Corzine acknowledged the plan would only provide a one-time source of cash, but said if it was used to bring about consolidation of local government, "you would get a payback" in long-term property tax savings.
If local governments could save money by consolidating and sharing services, shouldn’t the cost savings be enough incentive? Why should the entire state have to a pay a bribe for this to happen?
The governor said the promise of big-money incentives could prompt voters to pressure their local governments and school boards toward consolidation. He said county governments could offer a "good point of consolidation" for local governments to fold into.Now the truth comes out. Let’s have bigger government and pool all the property tax money into one big county pot. That way, for example, Newark will control how property taxes are raised and spent in Essex County.
"If you wanted to say, okay Essex County, you do these 10 things, we'll give you a billion dollars ... If you don't meet these constraints you don't get the dough," Corzine said. "Then the voter might find it compelling."How about we say, okay Newark, you do these 10 things, and we’ll let you keep getting the billions we send you every year. If you don’t meet these constraints you don't get the dough. The voters in Newark might find that offer compelling too.
"I honestly don't understand what he means," [Sen. Leonard] Lance said of the governor's remarks. "I do not favor borrowing to provide a stream of funding for property tax relief. It violates every principle of sound fiscal policy that I know. It's how we've gotten into trouble in the first place. Here we go again."
State Treasurer Bradley Abelow said borrowing against a dedicated state funding source is not new. Similar borrowing has provided funds for transportation, open space acquisition and, before a 2004 Supreme Court ruling, to balance the budget.
Corzine said the state had several other options to consider for lowering property taxes.
He said the state could "tinker with the income tax brackets" and extend the sales tax to more purchases.So there you have the options Democrats are considering for property tax relief. We can borrow a ton of money, raise the income tax or extend the sales tax even further. Perhaps we could even do all three.
Saving money though shared services and voluntary municipal consolidations, without spending money for bribes, is a good idea. However, if New Jersey’s goal is to reduce the total state and local tax bite, here are the real problems that must be addressed.
New Jersey spends 57 percent more per public student than the national average.
New Jersey’s 31 Abbott* school districts spend 30 percent more per student as compared to the rest of state. Average per-pupil spending in New Jersey school districts is $11,056. Abbott districts average $14,287.

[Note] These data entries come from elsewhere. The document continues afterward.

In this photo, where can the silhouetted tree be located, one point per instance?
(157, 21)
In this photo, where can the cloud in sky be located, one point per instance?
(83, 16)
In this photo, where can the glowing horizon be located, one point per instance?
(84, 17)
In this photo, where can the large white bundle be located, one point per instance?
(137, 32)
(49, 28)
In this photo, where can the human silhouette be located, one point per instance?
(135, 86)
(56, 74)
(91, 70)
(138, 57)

The 31 Abbott* school districts will receive over 56% of property tax relief (state aid) for public schools in 2007 and yet make up only 25 percent of New Jersey’s public school enrollment.
The 31 Abbott* municipalities receive the bulk of all state municipal aid which also reduces local property taxes.

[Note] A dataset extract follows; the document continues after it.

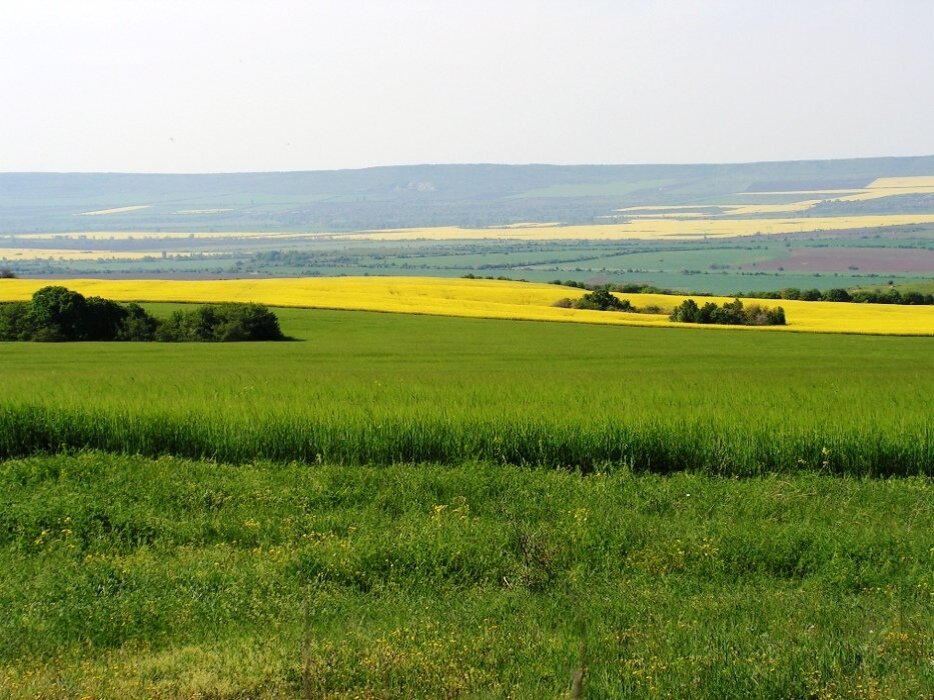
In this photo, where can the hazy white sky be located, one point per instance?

The only solutions to New Jersey’s property tax crisis are through cost containment, especially on salaries and benefits, where the bulk of the relentless cost increases come from and an equitable distribution of state property tax relief funds from existing tax rates and revenue sources.
* Thirty-one of the state’s 566 municipalities are designated as “Abbott” for the purposes of “property tax relief” related to education aid and “needy” for the purposes of “property tax relief” related to all other municipal aid.